【 「密閉」 】
◆572rQaXGEU




81 :No.21 「密閉」 1/2 ◇572rQaXGEU:08/01/20 23:20:10 ID:skV5Bk2N
夕方、いつものスーパーへと向かう。街はオレンジ色に染まっている。
暖かな色がなぜだか食欲を刺激する。

豚、牛、鶏……様々な生肉が並ぶ業務用冷蔵庫の前に私はたたずむ。
私は料理が苦手である。したがって作れる料理もうんと少ない。
ここ最近はカレーの作り貯めを続けている。さて今回は何のカレーにしようか。

「ありがとうございましたー」
とぼとぼと店を出る。風がびゅうっとすり抜ける。しかし今日は少し温かな気がする。
今日はチキンカレーだ。


眠りから覚める。なんだか少し窮屈な気がする。そして実に騒がしい、臭いし。
「こけーーーーっ!!」
ん?なんだ、なんだ?音がヤケに近い。振動までも感じるほどに近い。
ふと右を見る。にわとり。ふと左を見る。にわとり。
すると私は?きっとにわとり。
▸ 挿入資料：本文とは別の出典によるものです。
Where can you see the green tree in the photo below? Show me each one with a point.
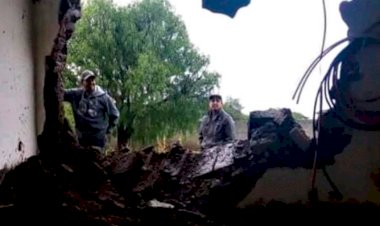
(144, 59)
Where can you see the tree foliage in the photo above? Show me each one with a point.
(145, 60)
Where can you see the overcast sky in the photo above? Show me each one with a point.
(263, 52)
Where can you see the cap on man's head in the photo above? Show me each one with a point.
(86, 74)
(215, 96)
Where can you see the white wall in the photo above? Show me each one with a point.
(27, 31)
(17, 121)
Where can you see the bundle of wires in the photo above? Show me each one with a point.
(334, 91)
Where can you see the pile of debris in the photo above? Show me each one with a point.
(180, 187)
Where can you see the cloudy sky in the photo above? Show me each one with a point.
(263, 52)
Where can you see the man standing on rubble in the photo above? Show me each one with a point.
(94, 111)
(217, 127)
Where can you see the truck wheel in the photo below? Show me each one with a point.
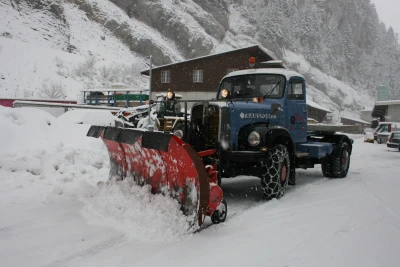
(275, 172)
(337, 165)
(341, 161)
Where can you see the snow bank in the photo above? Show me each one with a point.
(93, 117)
(43, 158)
(135, 211)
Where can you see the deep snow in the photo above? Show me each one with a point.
(59, 210)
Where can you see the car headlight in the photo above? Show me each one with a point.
(224, 93)
(178, 133)
(254, 138)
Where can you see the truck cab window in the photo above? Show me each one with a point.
(255, 85)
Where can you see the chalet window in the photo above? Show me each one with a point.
(296, 90)
(165, 76)
(198, 76)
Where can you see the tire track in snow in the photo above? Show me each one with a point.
(92, 251)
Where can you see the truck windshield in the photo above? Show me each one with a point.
(255, 85)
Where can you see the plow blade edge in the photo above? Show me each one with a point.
(160, 160)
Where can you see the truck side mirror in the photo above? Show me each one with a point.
(276, 109)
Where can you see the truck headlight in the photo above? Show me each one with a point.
(170, 94)
(254, 138)
(178, 133)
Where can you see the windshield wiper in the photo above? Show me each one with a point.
(272, 90)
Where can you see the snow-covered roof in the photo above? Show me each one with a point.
(266, 51)
(387, 103)
(356, 119)
(318, 106)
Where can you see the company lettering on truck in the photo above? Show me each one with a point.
(256, 116)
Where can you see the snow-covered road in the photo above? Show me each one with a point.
(53, 213)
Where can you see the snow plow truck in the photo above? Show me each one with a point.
(256, 125)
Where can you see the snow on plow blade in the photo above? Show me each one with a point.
(160, 160)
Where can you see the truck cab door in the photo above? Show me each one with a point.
(296, 110)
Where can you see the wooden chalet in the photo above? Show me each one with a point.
(198, 78)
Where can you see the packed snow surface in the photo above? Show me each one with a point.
(59, 209)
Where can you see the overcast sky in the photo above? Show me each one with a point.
(389, 13)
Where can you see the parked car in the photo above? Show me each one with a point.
(381, 134)
(394, 140)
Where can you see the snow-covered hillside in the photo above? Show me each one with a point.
(79, 44)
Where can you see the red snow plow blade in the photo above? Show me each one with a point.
(164, 162)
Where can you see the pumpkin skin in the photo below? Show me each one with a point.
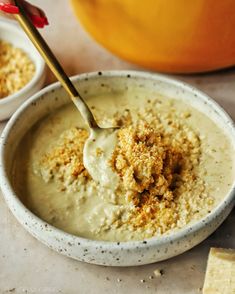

そもそも鳴いたのも私な気がする。
それで音があんなに近かったのか、と納得する。

82 :No.21 「密閉」 2/2 ◇572rQaXGEU:08/01/20 23:22:02 ID:skV5Bk2N
「ねえ、きみ」
と私は右のにわとりに問いかける。
「なんだ?」
と素っ気ない。苦手なタイプだな。先が思いやられる。
「いや、別に……」
口ごもる私。やはりこの手のタイプは無理だな。
左のにわとりに聞こう。何だか優しげな表情をしているし、なんてことを考えていると右のにわとりが一言こぼす。
「今日だな……出荷」
「え?」
「もう1時間もないのかな、細切れにされるまで」
「冗談?」
「言えるかよ、こんなときに」
「……」
「太陽って知ってるか?」
「……そりゃ知ってるよ」
「けど見たことはないんだろ?当たり前だよな。俺たちは歩くことすら許されないんだから」

肥やすためであろう。首しか動かすことができない。目の前には雑穀の列がどこまでも続く。
同胞もどこまでも、どこまでも続いている。

「来たぞ」
と右のにわとりが言う。ひどく憎しみのこもった口調で。
見覚えのあるかつての私の同胞が私を屠殺し、細切れにし、そして包装し、出荷する。
作業である。まったくもって作業である。
恐怖はない。執着もない。あるのはただ厳然たる理だけである。

私は届けられるのであろう。いつものスーパーへと。